The surgeon general's report on AIDS in 1986 emphasized the need for public education to control the spread of HIV infection in the United States. The full report, in a readable pamphlet form, is available from the CDC and many state and local health departments. One of the most controversial aspects of this report was the recommendation that frank sex education be provided to children who are not yet sexually active.

Patient education is an obvious adjunct to public education. Physicians who care for adolescent children must be knowledgeable about the risk of HIV and the safer sex practices that can limit its spread. Those who care for patients who are sexually active or are exposed to blood or tissue products must include information about the spread and prevention of HIV infection in routine patient counseling.

The duty to warn third parties is discussed in Chapter 21. There is also a duty to counsel the patient as to the prevention of harm to others. This duty has allowed persons injured by a patient whose driving was impaired by medication to sue the prescribing physician. If these third parties are able to prove that the physician did not warn the patient of the dangers of driving while on the medication, they may recover from the physician. It is clear that persons subsequently infected by an HIV carrier can recover if the treating physician did not properly instruct the patient in how to prevent the spread of the disease. There has been at least one large settlement by a physician who did not counsel a woman exposed to HIV by a blood transfusion to practice safer sex with her husband.

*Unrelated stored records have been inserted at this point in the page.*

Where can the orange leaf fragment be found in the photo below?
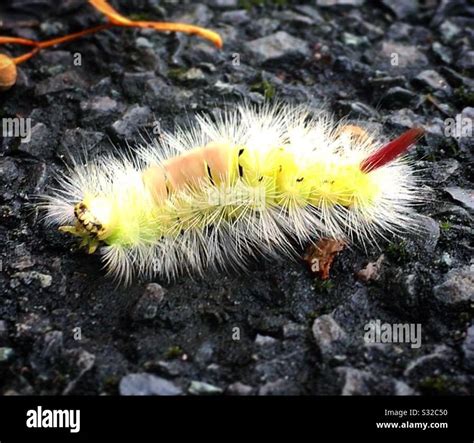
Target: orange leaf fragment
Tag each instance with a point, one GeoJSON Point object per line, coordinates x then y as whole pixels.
{"type": "Point", "coordinates": [320, 256]}
{"type": "Point", "coordinates": [119, 20]}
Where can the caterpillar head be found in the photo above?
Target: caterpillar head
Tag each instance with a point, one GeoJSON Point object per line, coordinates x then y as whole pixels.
{"type": "Point", "coordinates": [93, 222]}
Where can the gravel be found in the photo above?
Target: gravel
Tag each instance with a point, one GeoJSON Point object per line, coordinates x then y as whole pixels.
{"type": "Point", "coordinates": [275, 330]}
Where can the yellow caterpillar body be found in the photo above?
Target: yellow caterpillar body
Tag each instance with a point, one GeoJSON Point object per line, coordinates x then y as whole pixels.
{"type": "Point", "coordinates": [248, 182]}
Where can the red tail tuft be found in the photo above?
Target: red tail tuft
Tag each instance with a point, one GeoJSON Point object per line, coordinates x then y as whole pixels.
{"type": "Point", "coordinates": [391, 150]}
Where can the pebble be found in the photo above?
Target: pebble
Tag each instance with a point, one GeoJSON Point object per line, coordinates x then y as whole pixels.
{"type": "Point", "coordinates": [27, 278]}
{"type": "Point", "coordinates": [277, 46]}
{"type": "Point", "coordinates": [397, 97]}
{"type": "Point", "coordinates": [326, 332]}
{"type": "Point", "coordinates": [265, 340]}
{"type": "Point", "coordinates": [202, 388]}
{"type": "Point", "coordinates": [457, 287]}
{"type": "Point", "coordinates": [281, 386]}
{"type": "Point", "coordinates": [129, 124]}
{"type": "Point", "coordinates": [432, 80]}
{"type": "Point", "coordinates": [149, 303]}
{"type": "Point", "coordinates": [399, 56]}
{"type": "Point", "coordinates": [147, 384]}
{"type": "Point", "coordinates": [356, 382]}
{"type": "Point", "coordinates": [100, 106]}
{"type": "Point", "coordinates": [40, 143]}
{"type": "Point", "coordinates": [444, 53]}
{"type": "Point", "coordinates": [468, 349]}
{"type": "Point", "coordinates": [463, 196]}
{"type": "Point", "coordinates": [6, 354]}
{"type": "Point", "coordinates": [239, 388]}
{"type": "Point", "coordinates": [402, 8]}
{"type": "Point", "coordinates": [69, 80]}
{"type": "Point", "coordinates": [329, 3]}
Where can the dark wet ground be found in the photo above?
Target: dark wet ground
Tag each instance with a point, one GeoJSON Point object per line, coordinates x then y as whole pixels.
{"type": "Point", "coordinates": [65, 328]}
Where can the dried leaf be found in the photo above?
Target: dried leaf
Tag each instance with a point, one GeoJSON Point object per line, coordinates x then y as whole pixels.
{"type": "Point", "coordinates": [371, 271]}
{"type": "Point", "coordinates": [321, 255]}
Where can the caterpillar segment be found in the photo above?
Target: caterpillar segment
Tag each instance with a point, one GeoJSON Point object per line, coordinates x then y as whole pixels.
{"type": "Point", "coordinates": [248, 184]}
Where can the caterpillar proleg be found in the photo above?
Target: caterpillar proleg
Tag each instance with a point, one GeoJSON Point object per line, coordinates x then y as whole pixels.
{"type": "Point", "coordinates": [250, 181]}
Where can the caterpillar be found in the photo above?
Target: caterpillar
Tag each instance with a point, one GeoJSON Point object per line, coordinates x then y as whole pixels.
{"type": "Point", "coordinates": [253, 180]}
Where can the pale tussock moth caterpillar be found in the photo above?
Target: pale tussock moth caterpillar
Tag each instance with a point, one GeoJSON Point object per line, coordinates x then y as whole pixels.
{"type": "Point", "coordinates": [247, 182]}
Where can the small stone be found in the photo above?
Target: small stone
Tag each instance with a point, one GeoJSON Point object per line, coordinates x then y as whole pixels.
{"type": "Point", "coordinates": [6, 354]}
{"type": "Point", "coordinates": [237, 17]}
{"type": "Point", "coordinates": [443, 169]}
{"type": "Point", "coordinates": [204, 353]}
{"type": "Point", "coordinates": [192, 75]}
{"type": "Point", "coordinates": [133, 83]}
{"type": "Point", "coordinates": [79, 137]}
{"type": "Point", "coordinates": [264, 340]}
{"type": "Point", "coordinates": [60, 83]}
{"type": "Point", "coordinates": [3, 329]}
{"type": "Point", "coordinates": [458, 286]}
{"type": "Point", "coordinates": [468, 349]}
{"type": "Point", "coordinates": [143, 43]}
{"type": "Point", "coordinates": [427, 235]}
{"type": "Point", "coordinates": [402, 8]}
{"type": "Point", "coordinates": [449, 31]}
{"type": "Point", "coordinates": [38, 143]}
{"type": "Point", "coordinates": [277, 46]}
{"type": "Point", "coordinates": [202, 388]}
{"type": "Point", "coordinates": [398, 97]}
{"type": "Point", "coordinates": [239, 388]}
{"type": "Point", "coordinates": [396, 55]}
{"type": "Point", "coordinates": [356, 382]}
{"type": "Point", "coordinates": [326, 332]}
{"type": "Point", "coordinates": [354, 40]}
{"type": "Point", "coordinates": [401, 388]}
{"type": "Point", "coordinates": [8, 171]}
{"type": "Point", "coordinates": [329, 3]}
{"type": "Point", "coordinates": [100, 106]}
{"type": "Point", "coordinates": [147, 306]}
{"type": "Point", "coordinates": [147, 384]}
{"type": "Point", "coordinates": [463, 196]}
{"type": "Point", "coordinates": [131, 121]}
{"type": "Point", "coordinates": [465, 61]}
{"type": "Point", "coordinates": [292, 330]}
{"type": "Point", "coordinates": [432, 80]}
{"type": "Point", "coordinates": [444, 53]}
{"type": "Point", "coordinates": [31, 326]}
{"type": "Point", "coordinates": [27, 278]}
{"type": "Point", "coordinates": [357, 109]}
{"type": "Point", "coordinates": [279, 387]}
{"type": "Point", "coordinates": [429, 364]}
{"type": "Point", "coordinates": [293, 17]}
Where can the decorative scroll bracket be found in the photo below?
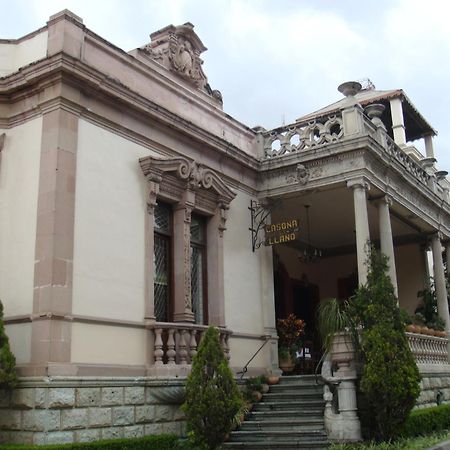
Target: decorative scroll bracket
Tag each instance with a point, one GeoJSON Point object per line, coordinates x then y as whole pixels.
{"type": "Point", "coordinates": [258, 215]}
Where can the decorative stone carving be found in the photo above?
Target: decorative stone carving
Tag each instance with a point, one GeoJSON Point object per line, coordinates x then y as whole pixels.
{"type": "Point", "coordinates": [195, 175]}
{"type": "Point", "coordinates": [178, 48]}
{"type": "Point", "coordinates": [303, 135]}
{"type": "Point", "coordinates": [301, 176]}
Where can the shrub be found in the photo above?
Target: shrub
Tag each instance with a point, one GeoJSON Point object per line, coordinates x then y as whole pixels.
{"type": "Point", "coordinates": [8, 377]}
{"type": "Point", "coordinates": [390, 378]}
{"type": "Point", "coordinates": [212, 396]}
{"type": "Point", "coordinates": [427, 420]}
{"type": "Point", "coordinates": [157, 442]}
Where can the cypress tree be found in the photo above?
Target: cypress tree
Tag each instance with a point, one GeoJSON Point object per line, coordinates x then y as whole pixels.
{"type": "Point", "coordinates": [390, 378]}
{"type": "Point", "coordinates": [8, 378]}
{"type": "Point", "coordinates": [212, 396]}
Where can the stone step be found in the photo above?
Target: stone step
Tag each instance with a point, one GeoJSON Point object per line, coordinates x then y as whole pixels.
{"type": "Point", "coordinates": [299, 379]}
{"type": "Point", "coordinates": [269, 445]}
{"type": "Point", "coordinates": [311, 413]}
{"type": "Point", "coordinates": [317, 388]}
{"type": "Point", "coordinates": [277, 424]}
{"type": "Point", "coordinates": [297, 436]}
{"type": "Point", "coordinates": [292, 395]}
{"type": "Point", "coordinates": [299, 405]}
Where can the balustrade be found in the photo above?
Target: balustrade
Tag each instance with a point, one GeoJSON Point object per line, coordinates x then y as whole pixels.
{"type": "Point", "coordinates": [303, 135]}
{"type": "Point", "coordinates": [428, 349]}
{"type": "Point", "coordinates": [176, 343]}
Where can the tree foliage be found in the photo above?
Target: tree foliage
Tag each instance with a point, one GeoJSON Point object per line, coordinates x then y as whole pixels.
{"type": "Point", "coordinates": [212, 396]}
{"type": "Point", "coordinates": [8, 377]}
{"type": "Point", "coordinates": [390, 378]}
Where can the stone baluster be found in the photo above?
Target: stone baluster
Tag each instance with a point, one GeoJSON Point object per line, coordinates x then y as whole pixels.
{"type": "Point", "coordinates": [171, 353]}
{"type": "Point", "coordinates": [159, 352]}
{"type": "Point", "coordinates": [182, 351]}
{"type": "Point", "coordinates": [226, 346]}
{"type": "Point", "coordinates": [193, 344]}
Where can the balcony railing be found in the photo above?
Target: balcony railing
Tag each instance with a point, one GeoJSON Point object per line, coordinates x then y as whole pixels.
{"type": "Point", "coordinates": [176, 343]}
{"type": "Point", "coordinates": [428, 349]}
{"type": "Point", "coordinates": [303, 135]}
{"type": "Point", "coordinates": [329, 129]}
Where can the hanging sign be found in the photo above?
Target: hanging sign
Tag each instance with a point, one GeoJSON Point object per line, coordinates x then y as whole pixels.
{"type": "Point", "coordinates": [281, 232]}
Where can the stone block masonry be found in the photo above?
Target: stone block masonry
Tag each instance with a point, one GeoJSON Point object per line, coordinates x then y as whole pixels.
{"type": "Point", "coordinates": [66, 410]}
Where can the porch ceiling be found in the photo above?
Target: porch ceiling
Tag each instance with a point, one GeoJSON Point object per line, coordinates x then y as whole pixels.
{"type": "Point", "coordinates": [332, 220]}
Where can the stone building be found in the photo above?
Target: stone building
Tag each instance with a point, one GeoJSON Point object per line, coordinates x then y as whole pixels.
{"type": "Point", "coordinates": [134, 213]}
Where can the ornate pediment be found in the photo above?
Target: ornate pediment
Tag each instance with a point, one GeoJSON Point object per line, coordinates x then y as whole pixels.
{"type": "Point", "coordinates": [196, 176]}
{"type": "Point", "coordinates": [178, 48]}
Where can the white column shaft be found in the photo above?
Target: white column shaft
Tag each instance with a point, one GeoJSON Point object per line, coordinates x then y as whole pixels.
{"type": "Point", "coordinates": [362, 230]}
{"type": "Point", "coordinates": [439, 281]}
{"type": "Point", "coordinates": [398, 125]}
{"type": "Point", "coordinates": [429, 150]}
{"type": "Point", "coordinates": [386, 243]}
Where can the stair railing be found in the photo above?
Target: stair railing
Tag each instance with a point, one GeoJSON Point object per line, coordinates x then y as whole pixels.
{"type": "Point", "coordinates": [245, 368]}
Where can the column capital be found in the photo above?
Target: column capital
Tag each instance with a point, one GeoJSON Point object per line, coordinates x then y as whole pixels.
{"type": "Point", "coordinates": [437, 235]}
{"type": "Point", "coordinates": [358, 183]}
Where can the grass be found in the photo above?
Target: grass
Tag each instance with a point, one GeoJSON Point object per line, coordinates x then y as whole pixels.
{"type": "Point", "coordinates": [418, 443]}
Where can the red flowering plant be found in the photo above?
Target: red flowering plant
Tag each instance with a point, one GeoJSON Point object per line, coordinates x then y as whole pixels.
{"type": "Point", "coordinates": [290, 331]}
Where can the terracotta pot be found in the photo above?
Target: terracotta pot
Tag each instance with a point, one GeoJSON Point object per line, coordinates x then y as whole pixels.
{"type": "Point", "coordinates": [272, 379]}
{"type": "Point", "coordinates": [286, 364]}
{"type": "Point", "coordinates": [256, 396]}
{"type": "Point", "coordinates": [342, 348]}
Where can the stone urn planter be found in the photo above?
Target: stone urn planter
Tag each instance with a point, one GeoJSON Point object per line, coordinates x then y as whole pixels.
{"type": "Point", "coordinates": [342, 348]}
{"type": "Point", "coordinates": [286, 363]}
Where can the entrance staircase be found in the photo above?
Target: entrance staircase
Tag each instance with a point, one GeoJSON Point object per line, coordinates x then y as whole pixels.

Physicians have a special responsibility to counsel women who seek medical advice on contraception. When physicians prescribe contraceptives, they imply that the prescribed contraceptive is safe to use. They may be held liable if the woman is injured by an undisclosed risk of the contraceptive. Thus, a woman who is prescribed oral contraceptives is given detailed information about the risks of smoking and vascular problems. The same woman should be warned about the risk of contracting HIV if she relies on oral contraceptives rather than condoms for contraception. As HIV spreads to the heterosexual population, forms of contraception that do not involve barriers and spermicides are increasingly inappropriate for women who are not in long-term, monogamous relationships. (See Chapter 25.)